El 19 de marzo de 1314, el Vaticano condenó a los cuatro grandes dirigentes del Temple (Jacques de Molay, Hugo de Pairoud, Geofroy de Gonneville y Charney) a cadena perpetua. El segundo y el tercero se quedaron calladitos al escuchar la sentencia, pero no así De Molay y Charney, los cuales protestaron vivamente. Como veremos, acabaron en el microondas por ese detalle.

El 11 de mayo se leyó la sentencia públicamente en París, y De Molay y Charney volvieron a decir, a voz en grito, que todo aquello era una capullada. En ese momento, fueron entregados al alguacil el cual, según el derecho de la época, debía entregarlos a la Inquisición para un nuevo proceso, condena y posterior entrega de nuevo al poder civil, pues no sé si sabéis que la Inquisición, en puridad, nunca quemó a nadie; se limitaba a condenar al personal a la hoguera y entregárselo a la policía para que los quemasen ellos.

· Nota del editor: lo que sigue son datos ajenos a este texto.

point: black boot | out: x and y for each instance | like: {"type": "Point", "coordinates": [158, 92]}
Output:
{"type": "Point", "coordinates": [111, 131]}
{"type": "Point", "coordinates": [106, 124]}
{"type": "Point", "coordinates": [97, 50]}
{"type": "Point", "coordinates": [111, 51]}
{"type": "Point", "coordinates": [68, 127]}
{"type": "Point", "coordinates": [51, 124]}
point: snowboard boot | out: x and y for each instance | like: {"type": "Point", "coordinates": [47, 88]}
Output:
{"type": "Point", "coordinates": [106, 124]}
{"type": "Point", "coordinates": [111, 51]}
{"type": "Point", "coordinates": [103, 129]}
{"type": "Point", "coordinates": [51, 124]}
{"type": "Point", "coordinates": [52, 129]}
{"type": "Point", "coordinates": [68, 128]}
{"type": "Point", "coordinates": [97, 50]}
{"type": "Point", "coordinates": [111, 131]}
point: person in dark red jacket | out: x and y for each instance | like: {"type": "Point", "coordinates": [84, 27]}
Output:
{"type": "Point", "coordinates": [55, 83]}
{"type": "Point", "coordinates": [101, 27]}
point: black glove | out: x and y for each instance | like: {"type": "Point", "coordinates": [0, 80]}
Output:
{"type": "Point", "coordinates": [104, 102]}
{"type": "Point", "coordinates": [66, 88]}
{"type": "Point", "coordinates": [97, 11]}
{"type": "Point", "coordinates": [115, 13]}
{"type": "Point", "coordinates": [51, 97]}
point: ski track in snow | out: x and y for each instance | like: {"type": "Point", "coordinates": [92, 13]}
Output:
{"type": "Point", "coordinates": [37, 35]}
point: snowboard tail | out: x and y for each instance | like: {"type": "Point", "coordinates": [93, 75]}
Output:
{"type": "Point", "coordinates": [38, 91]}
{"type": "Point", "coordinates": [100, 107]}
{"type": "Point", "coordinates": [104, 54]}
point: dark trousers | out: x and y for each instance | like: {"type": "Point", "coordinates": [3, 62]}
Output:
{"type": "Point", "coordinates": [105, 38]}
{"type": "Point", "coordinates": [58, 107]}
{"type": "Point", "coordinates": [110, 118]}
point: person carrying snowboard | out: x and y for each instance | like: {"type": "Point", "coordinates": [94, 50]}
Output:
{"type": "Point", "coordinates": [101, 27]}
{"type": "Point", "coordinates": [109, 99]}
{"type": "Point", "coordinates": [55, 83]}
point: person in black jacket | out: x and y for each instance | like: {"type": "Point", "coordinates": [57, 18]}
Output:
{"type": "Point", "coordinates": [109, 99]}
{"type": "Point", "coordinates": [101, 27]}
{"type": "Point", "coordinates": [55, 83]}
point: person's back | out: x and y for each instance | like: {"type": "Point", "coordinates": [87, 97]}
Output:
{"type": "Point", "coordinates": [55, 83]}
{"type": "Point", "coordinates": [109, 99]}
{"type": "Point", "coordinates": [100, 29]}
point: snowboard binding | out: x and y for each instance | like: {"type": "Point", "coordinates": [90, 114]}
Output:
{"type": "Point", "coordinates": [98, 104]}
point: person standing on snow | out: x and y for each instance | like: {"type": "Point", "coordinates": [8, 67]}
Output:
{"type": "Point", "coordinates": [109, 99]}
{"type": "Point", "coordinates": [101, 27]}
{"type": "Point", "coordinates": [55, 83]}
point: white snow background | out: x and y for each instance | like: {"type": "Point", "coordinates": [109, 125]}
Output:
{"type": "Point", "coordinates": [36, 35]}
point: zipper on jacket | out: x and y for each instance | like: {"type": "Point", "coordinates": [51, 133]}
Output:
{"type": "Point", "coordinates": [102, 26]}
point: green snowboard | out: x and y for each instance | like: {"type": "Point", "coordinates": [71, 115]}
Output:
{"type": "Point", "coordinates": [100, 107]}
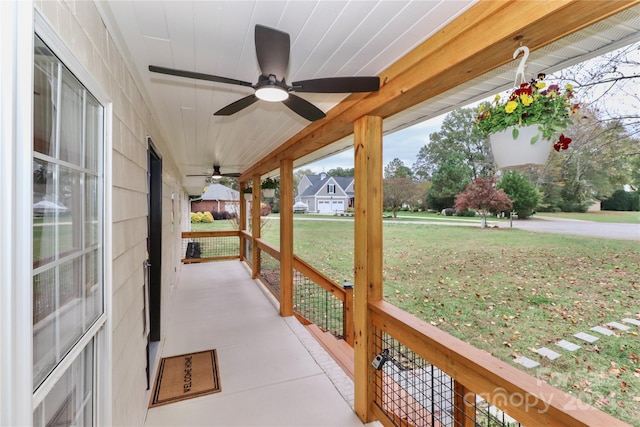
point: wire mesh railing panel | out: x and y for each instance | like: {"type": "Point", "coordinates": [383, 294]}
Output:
{"type": "Point", "coordinates": [270, 272]}
{"type": "Point", "coordinates": [211, 247]}
{"type": "Point", "coordinates": [248, 250]}
{"type": "Point", "coordinates": [318, 305]}
{"type": "Point", "coordinates": [413, 392]}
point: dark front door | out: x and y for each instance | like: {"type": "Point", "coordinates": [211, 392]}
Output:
{"type": "Point", "coordinates": [154, 242]}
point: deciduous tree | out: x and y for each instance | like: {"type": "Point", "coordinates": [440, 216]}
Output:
{"type": "Point", "coordinates": [483, 196]}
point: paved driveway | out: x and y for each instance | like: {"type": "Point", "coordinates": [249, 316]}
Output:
{"type": "Point", "coordinates": [580, 228]}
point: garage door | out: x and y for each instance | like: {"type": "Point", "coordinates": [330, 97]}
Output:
{"type": "Point", "coordinates": [337, 206]}
{"type": "Point", "coordinates": [324, 206]}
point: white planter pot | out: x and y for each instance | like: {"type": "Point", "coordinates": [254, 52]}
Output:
{"type": "Point", "coordinates": [268, 192]}
{"type": "Point", "coordinates": [519, 153]}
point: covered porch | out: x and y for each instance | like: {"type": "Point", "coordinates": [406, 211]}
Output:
{"type": "Point", "coordinates": [272, 371]}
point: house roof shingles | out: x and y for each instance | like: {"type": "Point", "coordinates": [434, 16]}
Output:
{"type": "Point", "coordinates": [318, 181]}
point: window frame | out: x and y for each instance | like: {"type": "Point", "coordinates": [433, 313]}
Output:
{"type": "Point", "coordinates": [99, 331]}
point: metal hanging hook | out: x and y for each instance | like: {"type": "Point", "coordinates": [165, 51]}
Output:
{"type": "Point", "coordinates": [521, 67]}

No obstante Felipe, encabronado y jodido por haberse quedado sin las pelas, no esperó a la sentencia. Hizo llevar a los dos ex templarios a un cadalso frente a la catedral de Notre Dame y, allí mismo, los hizo quemar.

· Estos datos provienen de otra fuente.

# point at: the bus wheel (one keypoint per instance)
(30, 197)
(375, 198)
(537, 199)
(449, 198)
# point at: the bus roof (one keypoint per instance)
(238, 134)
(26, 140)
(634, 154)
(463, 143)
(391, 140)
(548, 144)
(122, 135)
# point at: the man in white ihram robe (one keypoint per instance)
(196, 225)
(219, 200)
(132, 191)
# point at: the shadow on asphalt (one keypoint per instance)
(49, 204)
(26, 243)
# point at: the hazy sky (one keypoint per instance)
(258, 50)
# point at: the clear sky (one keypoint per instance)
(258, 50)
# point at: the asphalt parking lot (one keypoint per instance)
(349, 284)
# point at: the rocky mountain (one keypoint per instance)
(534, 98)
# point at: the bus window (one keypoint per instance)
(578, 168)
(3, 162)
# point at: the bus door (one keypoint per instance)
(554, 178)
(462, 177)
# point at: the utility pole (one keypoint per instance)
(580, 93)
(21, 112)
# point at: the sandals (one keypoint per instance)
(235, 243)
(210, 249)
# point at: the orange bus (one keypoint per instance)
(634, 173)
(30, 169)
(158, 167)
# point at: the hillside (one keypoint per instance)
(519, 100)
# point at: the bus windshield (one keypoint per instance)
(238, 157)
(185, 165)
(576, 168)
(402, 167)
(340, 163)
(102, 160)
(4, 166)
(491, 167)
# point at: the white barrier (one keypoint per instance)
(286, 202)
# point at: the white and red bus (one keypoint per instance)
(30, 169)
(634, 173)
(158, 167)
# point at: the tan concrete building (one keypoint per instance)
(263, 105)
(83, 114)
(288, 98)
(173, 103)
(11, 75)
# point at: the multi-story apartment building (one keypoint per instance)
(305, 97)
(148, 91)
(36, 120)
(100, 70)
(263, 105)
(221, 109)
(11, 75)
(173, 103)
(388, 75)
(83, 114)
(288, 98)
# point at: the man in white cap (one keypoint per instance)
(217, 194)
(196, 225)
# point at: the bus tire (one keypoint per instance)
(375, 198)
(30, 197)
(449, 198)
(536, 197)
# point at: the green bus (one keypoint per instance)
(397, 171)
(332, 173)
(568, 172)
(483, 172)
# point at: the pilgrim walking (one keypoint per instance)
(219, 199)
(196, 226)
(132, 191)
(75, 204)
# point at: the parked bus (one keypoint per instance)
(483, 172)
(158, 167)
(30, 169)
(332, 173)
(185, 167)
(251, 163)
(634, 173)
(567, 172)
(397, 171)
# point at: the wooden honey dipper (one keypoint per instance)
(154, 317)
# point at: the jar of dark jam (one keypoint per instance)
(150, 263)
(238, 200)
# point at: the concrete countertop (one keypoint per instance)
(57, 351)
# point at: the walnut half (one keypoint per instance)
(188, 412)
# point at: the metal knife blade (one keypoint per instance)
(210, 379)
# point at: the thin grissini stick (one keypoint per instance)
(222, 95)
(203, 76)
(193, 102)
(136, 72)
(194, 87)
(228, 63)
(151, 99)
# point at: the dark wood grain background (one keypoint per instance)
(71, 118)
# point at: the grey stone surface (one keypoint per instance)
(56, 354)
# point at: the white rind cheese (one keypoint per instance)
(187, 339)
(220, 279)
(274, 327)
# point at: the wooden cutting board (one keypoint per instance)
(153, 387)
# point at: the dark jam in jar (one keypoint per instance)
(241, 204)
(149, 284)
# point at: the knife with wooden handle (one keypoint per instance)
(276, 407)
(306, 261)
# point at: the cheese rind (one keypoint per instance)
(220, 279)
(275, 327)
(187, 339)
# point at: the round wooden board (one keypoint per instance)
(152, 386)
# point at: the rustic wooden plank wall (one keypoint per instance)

Una de las historias que ha animado más las teorías de mistagogos y otros charlatanes es la tradición según la cual De Molay, ante la pira, vaticinó el fin de la dinastía de los capetos, fin que se produjo, como sabemos, con la decapitación del Luis XVI durante la revolución francesa. Importante chorrada. Es bastante lógico que De Molay, puesto que iba a ser quemado vivo por el rey, no le fuese muy partidario; así pues, tampoco es tan extraño que vaticinase el fin de él y de su familia. Si dicho fin se produjo cuatrocientos y pico años después, no parece una predicción muy acertada. Yo mismo puedo predecir en el presente post que algún día la familia del presidente del gobierno sufrirá de molestísimos picores; en 400 años, anda que no hay tiempo para que algún Zapatero pille una urticaria.

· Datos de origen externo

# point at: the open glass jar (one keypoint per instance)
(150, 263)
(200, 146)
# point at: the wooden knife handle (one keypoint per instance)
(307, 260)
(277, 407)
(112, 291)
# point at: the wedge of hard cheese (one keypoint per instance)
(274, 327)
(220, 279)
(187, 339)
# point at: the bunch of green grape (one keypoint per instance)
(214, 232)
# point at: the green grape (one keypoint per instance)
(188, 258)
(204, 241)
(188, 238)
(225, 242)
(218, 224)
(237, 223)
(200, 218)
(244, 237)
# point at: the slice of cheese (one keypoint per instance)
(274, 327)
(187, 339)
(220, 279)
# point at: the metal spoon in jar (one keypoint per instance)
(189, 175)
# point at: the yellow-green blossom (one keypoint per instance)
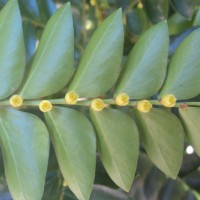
(144, 106)
(122, 99)
(97, 105)
(168, 100)
(71, 98)
(45, 106)
(16, 101)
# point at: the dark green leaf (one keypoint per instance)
(29, 8)
(177, 24)
(184, 7)
(100, 65)
(183, 74)
(12, 50)
(118, 145)
(136, 21)
(29, 40)
(53, 186)
(172, 190)
(190, 118)
(157, 10)
(25, 146)
(145, 69)
(163, 137)
(100, 192)
(53, 63)
(74, 142)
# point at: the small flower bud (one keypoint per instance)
(71, 98)
(16, 101)
(144, 106)
(168, 100)
(140, 5)
(93, 2)
(45, 106)
(97, 105)
(122, 99)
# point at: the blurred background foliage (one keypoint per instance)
(183, 16)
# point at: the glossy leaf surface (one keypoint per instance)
(163, 136)
(74, 142)
(12, 50)
(184, 7)
(157, 10)
(100, 65)
(53, 63)
(145, 69)
(25, 146)
(190, 118)
(183, 73)
(118, 145)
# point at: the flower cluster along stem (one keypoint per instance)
(72, 99)
(87, 102)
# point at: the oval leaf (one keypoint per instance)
(183, 74)
(118, 145)
(74, 142)
(100, 65)
(163, 138)
(25, 146)
(157, 10)
(184, 7)
(190, 118)
(145, 69)
(12, 50)
(53, 62)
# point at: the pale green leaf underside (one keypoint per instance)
(12, 50)
(184, 69)
(118, 145)
(52, 65)
(145, 69)
(163, 138)
(100, 65)
(25, 145)
(74, 142)
(190, 118)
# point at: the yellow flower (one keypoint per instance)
(71, 97)
(45, 106)
(168, 100)
(97, 104)
(16, 101)
(144, 106)
(122, 99)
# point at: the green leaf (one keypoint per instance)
(136, 21)
(163, 138)
(183, 73)
(145, 69)
(118, 145)
(74, 142)
(190, 118)
(184, 7)
(157, 10)
(53, 63)
(53, 186)
(12, 50)
(100, 65)
(25, 145)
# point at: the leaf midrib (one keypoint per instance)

En España, la cosa fue de forma diferente. El reino de Navarra masacró a los templarios, dada su cercanía con Francia. Cataluña, Aragón y Valencia emitieron sentencia el 4 de noviembre de 1312, proclamando los templarios absueltos y libres de toda sospecha (al estar la orden disuelta, los bienes del Temple pasaron a las órdenes de Montesa y de San Juan). Castilla y Portugal también absolvieron a sus templarios con fecha 21 de octubre de 1310. Los bienes portugueses se fueron a la orden de Cristo; los de Castilla se los apioló la corona.

Fue, pues, una movida por lo de siempre: por la pasta. Y, sinceramente, no creo que los legajos que ahora el Vaticano va a hacer públicos cambien eso.